The situation was inherently demeaning to a great power that for half a century had shared super status with the United States. But just as Peter the Great was willing to apprentice himself to Dutch shipbuilders for the purpose of learning foreign ways, so Mikhail the Reformer seems willing to be supplicant and student if that is necessary to westernize his xenophobic countrymen.
It is not a popular position for any leader, let alone one losing power to centrifugal nationalist sentiments. This explains the interest of some westerners, especially the Germans, in a multi-billion-dollar bailout. But Mr. Gorbachev knew before he got to London that the Americans and the British and the Japanese, among others, were not about to throw money at his problems. Not only do they have domestic imperatives, but there is a persuasive case to be made that such largess -- at this stage -- would merely serve to buttress the very system that needs replacing.

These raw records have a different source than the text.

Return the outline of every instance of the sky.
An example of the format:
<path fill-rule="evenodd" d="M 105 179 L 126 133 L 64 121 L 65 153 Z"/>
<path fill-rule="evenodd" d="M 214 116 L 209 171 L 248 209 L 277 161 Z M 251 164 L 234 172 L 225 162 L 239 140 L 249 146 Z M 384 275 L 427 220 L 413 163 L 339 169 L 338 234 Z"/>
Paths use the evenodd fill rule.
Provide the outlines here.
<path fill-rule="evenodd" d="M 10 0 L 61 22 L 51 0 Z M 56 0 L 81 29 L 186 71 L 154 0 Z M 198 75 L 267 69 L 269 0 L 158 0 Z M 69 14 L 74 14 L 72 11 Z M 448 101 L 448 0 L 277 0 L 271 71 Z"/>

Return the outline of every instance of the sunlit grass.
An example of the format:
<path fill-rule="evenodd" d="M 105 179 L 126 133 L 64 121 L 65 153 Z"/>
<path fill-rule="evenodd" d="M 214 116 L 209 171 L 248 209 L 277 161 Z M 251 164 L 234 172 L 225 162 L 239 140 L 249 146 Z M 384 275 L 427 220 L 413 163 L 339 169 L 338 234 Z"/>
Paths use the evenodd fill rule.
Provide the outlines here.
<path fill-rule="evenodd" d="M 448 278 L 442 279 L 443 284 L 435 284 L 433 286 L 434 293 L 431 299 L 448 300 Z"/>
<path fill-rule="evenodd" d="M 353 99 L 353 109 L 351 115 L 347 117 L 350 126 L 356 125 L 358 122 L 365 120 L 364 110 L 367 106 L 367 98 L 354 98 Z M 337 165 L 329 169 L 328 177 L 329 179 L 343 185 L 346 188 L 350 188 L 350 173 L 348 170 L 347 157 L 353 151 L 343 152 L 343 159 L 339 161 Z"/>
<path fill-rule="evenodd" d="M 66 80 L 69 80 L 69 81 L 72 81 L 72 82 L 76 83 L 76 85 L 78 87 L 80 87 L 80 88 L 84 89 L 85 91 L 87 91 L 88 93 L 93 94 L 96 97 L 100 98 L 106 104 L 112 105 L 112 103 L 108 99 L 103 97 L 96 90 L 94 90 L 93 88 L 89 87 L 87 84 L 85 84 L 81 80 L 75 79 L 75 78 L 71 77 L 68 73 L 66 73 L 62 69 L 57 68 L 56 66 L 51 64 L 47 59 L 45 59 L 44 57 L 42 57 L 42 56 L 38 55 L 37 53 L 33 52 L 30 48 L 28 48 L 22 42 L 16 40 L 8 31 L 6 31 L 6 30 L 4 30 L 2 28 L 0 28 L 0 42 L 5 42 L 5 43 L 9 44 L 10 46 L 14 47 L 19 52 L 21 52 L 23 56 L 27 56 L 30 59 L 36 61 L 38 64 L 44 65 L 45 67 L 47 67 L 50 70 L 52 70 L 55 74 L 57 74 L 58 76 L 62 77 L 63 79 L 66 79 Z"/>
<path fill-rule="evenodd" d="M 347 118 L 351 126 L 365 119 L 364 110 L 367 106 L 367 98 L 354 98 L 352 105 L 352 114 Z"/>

So, with as little condescension as they could muster, the Group of Seven summiteers gave the Soviet Union access to the knowledge if not the financial resources of the International Monetary Fund and, more important, pledged Mr. Gorbachev their political support. The message for his domestic audience, both his friends and foes, was that more help would come only if the Soviet Union adhered to a reformist philosophy -- and carried through in a substantive manner.
For the Kremlin's European and Asian neighbors, the payoff for this policy would be relative stability in the Soviet Union and an economic revival that would help Eastern Europe. For Americans, a larger enticement would be to lock the Soviet Union into a Strategic Arms Reduction Treaty that is manifestly in U.S. security interests.
What the Group of Seven has to fear is that Mr. Gorbachev's leadership will continue to fail to bring the Soviet people a better life. The free world can try to help this extraordinary political personality, but in the end his fate, and his country's fate, will be determined at home.